Biofilm-producing genes, including icaA, icaB, icaC, and icaD, were more prevalent among Staphylococcus aureus isolates. These genes are strongly associated with biofilm formation and prolonged infections. The presence of either icaA or icaD was essential for biofilm formation. In our study, nearly 123 isolates (65%) of MRSA were biofilm producers by Congo red agar method and were further confirmed genotypically. Biofilm producing intercellular adhesion genes icaA, and icaD were n = 23 (19%), and both icaB, icaC, were not detected in of the above isolates.
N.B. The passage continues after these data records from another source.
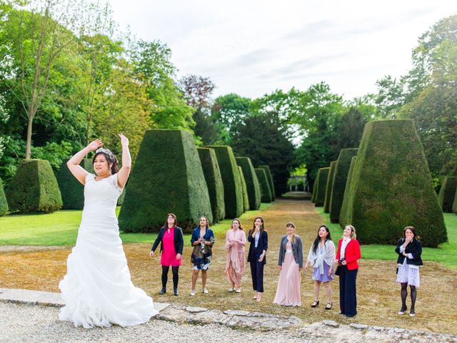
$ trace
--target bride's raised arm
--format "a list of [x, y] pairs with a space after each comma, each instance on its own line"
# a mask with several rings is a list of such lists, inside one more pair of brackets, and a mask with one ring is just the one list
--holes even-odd
[[117, 172], [117, 183], [121, 187], [124, 187], [127, 182], [130, 169], [131, 169], [131, 157], [129, 150], [129, 139], [124, 134], [119, 134], [121, 145], [122, 146], [122, 168]]
[[76, 177], [82, 184], [86, 184], [86, 176], [89, 174], [86, 169], [79, 165], [83, 159], [89, 152], [96, 150], [103, 146], [103, 143], [100, 139], [96, 139], [91, 141], [87, 146], [73, 155], [66, 162], [66, 166], [70, 169], [70, 172]]

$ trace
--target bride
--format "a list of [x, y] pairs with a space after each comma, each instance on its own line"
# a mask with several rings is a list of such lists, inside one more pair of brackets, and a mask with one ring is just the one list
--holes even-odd
[[[96, 139], [67, 162], [71, 174], [84, 185], [84, 209], [76, 245], [66, 261], [67, 272], [59, 287], [65, 302], [61, 320], [85, 328], [145, 323], [159, 312], [152, 299], [134, 286], [119, 237], [116, 205], [127, 182], [131, 159], [129, 139], [119, 134], [122, 168], [113, 153]], [[96, 150], [94, 175], [79, 164]]]

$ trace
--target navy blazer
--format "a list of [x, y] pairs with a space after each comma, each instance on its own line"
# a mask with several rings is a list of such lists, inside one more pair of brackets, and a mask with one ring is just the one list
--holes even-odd
[[[160, 243], [160, 251], [161, 252], [163, 250], [163, 243], [162, 239], [164, 238], [164, 234], [165, 233], [165, 227], [162, 227], [159, 232], [159, 234], [157, 235], [157, 238], [154, 242], [154, 244], [152, 244], [152, 248], [151, 248], [151, 252], [155, 252], [156, 249], [157, 249], [157, 246], [159, 243]], [[174, 251], [176, 254], [183, 254], [183, 249], [184, 247], [184, 237], [183, 236], [183, 230], [179, 227], [175, 227], [174, 228]]]
[[[400, 247], [401, 247], [405, 243], [405, 239], [401, 238], [398, 239], [398, 242], [397, 243], [397, 247], [395, 248], [395, 252], [398, 254], [398, 259], [397, 259], [397, 263], [400, 264], [403, 264], [405, 259], [406, 258], [403, 255], [402, 253], [400, 252]], [[413, 264], [414, 266], [423, 266], [423, 262], [422, 262], [422, 259], [421, 258], [421, 255], [422, 254], [422, 243], [421, 241], [417, 240], [416, 239], [413, 239], [405, 249], [405, 252], [406, 254], [412, 254], [412, 259], [406, 259], [406, 264]]]
[[[249, 246], [249, 252], [248, 253], [248, 262], [255, 262], [256, 261], [256, 257], [254, 256], [254, 246], [256, 244], [256, 239], [252, 237], [252, 230], [250, 230], [248, 233], [248, 242], [251, 242], [251, 245]], [[268, 249], [268, 234], [266, 233], [266, 231], [262, 232], [260, 234], [260, 237], [258, 237], [258, 244], [257, 244], [257, 251], [262, 252]], [[262, 264], [265, 264], [266, 263], [266, 254], [263, 257], [263, 259], [261, 262]]]

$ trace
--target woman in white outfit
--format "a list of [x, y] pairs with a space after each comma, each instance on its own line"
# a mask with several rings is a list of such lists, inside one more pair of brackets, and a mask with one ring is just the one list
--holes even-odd
[[[67, 162], [71, 174], [84, 185], [84, 208], [76, 244], [66, 262], [66, 275], [59, 284], [65, 302], [59, 318], [76, 327], [136, 325], [158, 313], [152, 299], [132, 284], [119, 237], [116, 205], [131, 166], [129, 139], [121, 134], [119, 136], [120, 170], [116, 156], [101, 148], [99, 139]], [[95, 175], [79, 165], [94, 150]]]

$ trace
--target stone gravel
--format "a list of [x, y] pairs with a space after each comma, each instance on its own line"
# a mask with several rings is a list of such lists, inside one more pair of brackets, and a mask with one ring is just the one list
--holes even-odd
[[[258, 327], [254, 327], [256, 329], [232, 329], [227, 326], [228, 323], [202, 325], [183, 322], [183, 320], [194, 321], [195, 319], [191, 318], [192, 316], [204, 313], [194, 313], [195, 309], [191, 309], [194, 312], [187, 312], [188, 319], [179, 317], [182, 315], [182, 309], [170, 307], [164, 312], [168, 312], [168, 315], [161, 312], [162, 318], [166, 320], [152, 319], [146, 324], [126, 328], [112, 326], [109, 328], [83, 329], [75, 327], [69, 322], [59, 321], [59, 307], [0, 302], [0, 342], [457, 343], [457, 337], [450, 334], [363, 324], [341, 325], [332, 321], [288, 329], [270, 328], [273, 331], [269, 332], [259, 331]], [[174, 317], [171, 315], [173, 311], [179, 312], [178, 322], [171, 318]], [[249, 320], [249, 316], [254, 314], [254, 317], [265, 317], [266, 322], [271, 317], [266, 314], [246, 316], [243, 312], [226, 312], [241, 317], [246, 316], [246, 319]], [[211, 312], [207, 311], [207, 313], [211, 314]]]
Another study showed, among the 68% of biofilm producing MRSA strains, 41% icaA and 31% icaB were detected, emphasizing the clinical problem faced by biofilm-forming, multidrug-resistant infections, which was statistically significant.21
The diversity and frequency of erm genes, which underlie antibiotic resistance to macrolide-lincosamide-streptogramin B (MLSB), is also an important insight into S. aureus, increasing the caution and the likelihood of treatment failure on their use. Mahesh et al., in his study found that 29.3% inducible clindamycin resistant MRSA isolates were negative for the ermA gene differing from our study, where 3% of ermA gene found in 54.7% of the Inducible Clindamycin resistant MRSA isolates.22
Staphylococcus resistance profiles represent an important and constant threat to public healthcare worldwide. The present study highlights the alarming prevalence of multidrug-resistant (MDR) Staphylococcus aureus strains harboring key virulence factors. The coexistence of antimicrobial resistance and virulence genes underscores the pathogenic potential of these isolates and poses a significant challenge to their clinical management. Our findings emphasize the urgent need for routine surveillance, molecular characterization, and stringent antibiotic stewardship programs to monitor and control the spread of MDR S. aureus. Future investigations should focus on the genetic mechanisms underlying resistance and virulence, as well as alternative therapeutic approaches, such as phage therapy or anti-virulence agents, to combat these formidable pathogens.
ACKNOWLEDGMENTS
The authors would like to express their sincere gratitude to the management and administration of Panimalar Medical College Hospital & Research Institute, Poonamallee, Chennai, India, for providing the necessary facilities and support to carry out this research. The authors are also thankful to the technical staff of the Department of Microbiology for their valuable assistance with laboratory procedures and data collection.
CONFLICT OF INTEREST
The authors declare that there is no conflict of interest.
AUTHORS’ CONTRIBUTION
All authors listed have made a substantial, direct and intellectual contribution to the work, and approved it for publication.
FUNDING
None.
DATA AVAILABILITY
The datasets generated and analyzed during the current study are available from the corresponding author on reasonable request.
ETHICS STATEMENT
This study was approved by the Institutional Human Ethics Committee, Panimalar Medical College Hospital and Research Institute, Poonamallee, Chennai, India. The ethical guidelines outlined by the Indian Council of Medical Research (ICMR) were strictly followed throughout the study.
INFORMED CONSENT
Written informed consent was obtained from the participants before enrolling in the study.